Herzogenrath - Hartz IV: Löst ein Ombudsmann bald Streitfälle?

Hartz IV: Löst ein Ombudsmann bald Streitfälle?

Von: Jutta Geese und Thomas Vogel
Letzte Aktualisierung:

Herzogenrath. Einen leichten Stand hatten die Politiker nicht bei der Veranstaltung „Politik trifft Hartz IV”. Manch einer wirkte am Ende ziemlich geschafft, aber auch nachdenklich. Rund 200 langzeitarbeitslose Frauen und Männer nutzten im Gebrauchtwarenkaufhaus „Patchwork” in Herzogenrath-Merkstein die Gelegenheit, mit Städtereregionstags-, Landtags- und Bundestagsabgeordneten auf Augenhöhe ins Gespräch zu kommen.

Ihre Erwartung formulierte stellvertretend Susanne König: „Ich verspreche mir, dass die Politiker nicht wegsehen, dass sie unsere Ängste sehen. Die Politiker, die man ständig im Fernsehen sieht, gucken weg.
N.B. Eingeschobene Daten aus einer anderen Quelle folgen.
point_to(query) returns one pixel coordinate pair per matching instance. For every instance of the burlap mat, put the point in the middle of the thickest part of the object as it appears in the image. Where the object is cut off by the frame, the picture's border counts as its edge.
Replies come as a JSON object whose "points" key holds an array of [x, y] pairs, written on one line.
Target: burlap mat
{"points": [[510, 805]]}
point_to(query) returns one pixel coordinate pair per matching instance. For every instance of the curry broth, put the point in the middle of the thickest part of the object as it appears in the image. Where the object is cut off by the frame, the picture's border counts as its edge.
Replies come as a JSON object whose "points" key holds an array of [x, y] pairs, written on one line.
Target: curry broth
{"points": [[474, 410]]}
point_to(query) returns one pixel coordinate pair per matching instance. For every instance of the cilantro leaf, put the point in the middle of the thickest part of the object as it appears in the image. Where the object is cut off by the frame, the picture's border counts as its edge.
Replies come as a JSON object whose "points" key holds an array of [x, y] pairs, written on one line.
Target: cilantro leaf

Aber Sie sind näher dran, Sie müssen unsere Ängste kennen.” Franz-Josef Heinen ergänzte, er erhoffe sich von der Politik „nicht nur kluge Reden, sondern sinnvolle Ergebnisse”.

Weggucken können die Politiker, die vor Ort waren, nach dieser Begegnung sicher nicht mehr. „Die Sorgen und der Druck, unter dem Langzeitarbeitslose stehen, sind sehr anschaulich dargestellt worden”, sagte etwa Städteregionstagsmitglied Ulla Thönnissen (CDU). „Das geht nicht einfach an einem vorbei”, meinte ihr Kollege von den Grünen, Lars Lübben. Den Vorsitzenden des städteregionalen Sozialausschusses beschäftigte insbesondere der Aspekt, „mit welcher Heftigkeit sich Entscheidungen auf die Betroffenen auswirken”.

Letzteres wurde nicht nur in den zahlreichen Wortbeiträgen deutlich. Die drei Diskussionsforen wurden jeweils mit einer kurzen künstlerischen Sequenz eingeleutet. Im Forum „Familie” brachten Langzeitarbeitslose mit einem selbst verfassten Theaterstück persönliche Gefühle und die Erfahrung, wie der Hartz-IV-Bezug das Familienleben verändert, zum Ausdruck. Die Gesprächsrunde zum Thema „Jugend” eröffnete ein von Jugendlichen produzierter Film, der Ängste und Nöte junger Betroffener vor Augen führte. Und die Generation 50+ zeigte mit fotographischen Selbstportraits, wie sich die Aussichtslosigkeit auf eine Wiederanstellung in Resignation manifestiert.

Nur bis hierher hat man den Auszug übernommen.